With October 2016 having been the busiest month ever for domestic mergers and acquisitions and the upward trend expected to continue, according to Deloitte, what are the benefits of not joining the M&A bandwagon? Mergers and acquisitions take place for various reasons that include tapping into new markets, increasing market share, reducing competition, and expediting growth. If all goes according to plan, they can also bring significant financial benefits. However, mergers and acquisitions can also result in reduced productivity and job losses, and companies also run the risk of not properly pricing these deals as each company is unique and there is a wide variety attributing proper value to existing business relationships. In the same way that the company worth can be misconstrued, the original company vision can get lost in the shuffle. Most companies are forged on the basis of an idea or a passion with the intent of being profitable. Companies can also do good things for society – providing beneficial products or services, providing jobs, and positively affecting the economy, and that is the type of company Reid Middleton strives to be.
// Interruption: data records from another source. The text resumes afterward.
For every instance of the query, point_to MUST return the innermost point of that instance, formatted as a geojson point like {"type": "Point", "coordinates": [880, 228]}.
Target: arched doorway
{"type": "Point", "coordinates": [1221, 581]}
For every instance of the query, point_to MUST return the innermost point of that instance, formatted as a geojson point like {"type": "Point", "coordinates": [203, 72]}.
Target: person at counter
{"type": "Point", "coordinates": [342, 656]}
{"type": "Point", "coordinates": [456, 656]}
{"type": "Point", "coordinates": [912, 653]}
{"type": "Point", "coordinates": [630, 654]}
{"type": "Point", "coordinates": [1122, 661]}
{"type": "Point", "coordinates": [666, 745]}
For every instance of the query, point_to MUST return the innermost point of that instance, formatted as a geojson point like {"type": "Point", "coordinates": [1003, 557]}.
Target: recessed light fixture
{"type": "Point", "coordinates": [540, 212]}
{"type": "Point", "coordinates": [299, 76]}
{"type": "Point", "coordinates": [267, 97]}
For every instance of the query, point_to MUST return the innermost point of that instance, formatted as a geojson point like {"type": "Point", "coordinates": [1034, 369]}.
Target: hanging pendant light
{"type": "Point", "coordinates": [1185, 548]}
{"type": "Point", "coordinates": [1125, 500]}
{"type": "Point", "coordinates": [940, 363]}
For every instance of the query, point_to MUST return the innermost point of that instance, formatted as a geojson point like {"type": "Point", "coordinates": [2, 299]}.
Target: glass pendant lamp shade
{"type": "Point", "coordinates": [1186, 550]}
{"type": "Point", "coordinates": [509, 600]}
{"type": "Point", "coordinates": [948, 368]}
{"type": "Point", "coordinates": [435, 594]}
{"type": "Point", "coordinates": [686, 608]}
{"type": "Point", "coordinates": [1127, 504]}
Reid Middleton has 85 employees and does significant work in not only the Pacific Rim states, but also across the US and even around the globe. We are considered small in an industry where the largest firms have tens of thousands of employees in many different countries, multi-billion dollar annual revenues, and ownership is traded in the stock market like a commodity. We could likely sell ourselves to a large firm and suddenly be a part of that echelon also. But there is something unique about being part of a smaller community and feeling that you are at least influencing (if not controlling) your own destiny. It affords the opportunity to focus on why this company was formed and why you joined it – both to work with others and also to be a part of an organization providing a real benefit to society.
I’ve had discussions with managers at large firms and they have shared their frustrations regarding a primary emphasis on ‘the numbers’. Particularly for publically traded companies, there is great pressure to show consistently improving financial performance reported on a quarterly basis. If the bottom line isn’t improving, then shareholders may call for major changes in the company leadership, direction, and organization. The focus can seem to move away from providing a benefit to society through a product or service, to a focus on providing a benefit to society through the financial gain that owners (shareholders) can obtain by investing in the company. Don’t misunderstand, as a small independent company, we need to be profitable, but we don’t have outside shareholders making demands on us to show a forecasted profit and requiring wholesale changes to the company in order to meet that number.
Client Focused Culture
At Reid Middleton we have developed a culture that continues to focus on meeting the needs of our clients. We want to be involved with our clients for the long term, developing relationships that are as successful as the projects themselves. We have assembled a staff that are dedicated to each other and the success of the firm and our clients. Our leadership is “home grown” and we have taken the company where it is today. We are an employee owned firm with 60% of our staff holding stock – ensuring everyone is invested in the long term success of the firm. Our board of directors averages 20 years tenure with Reid Middleton, bringing history and also commitment to being an enduring company. Our leadership wants to turn over what has been given to them – the opportunity to lead, decide and stay close to our clients and our work – to the next generation developing within Reid Middleton.
So why be an independent company? To provide a true benefit to society working with other like-minded people in a way that meets our clients’ needs while providing the personal satisfaction by doing it in a way and fashion that we have determined ourselves.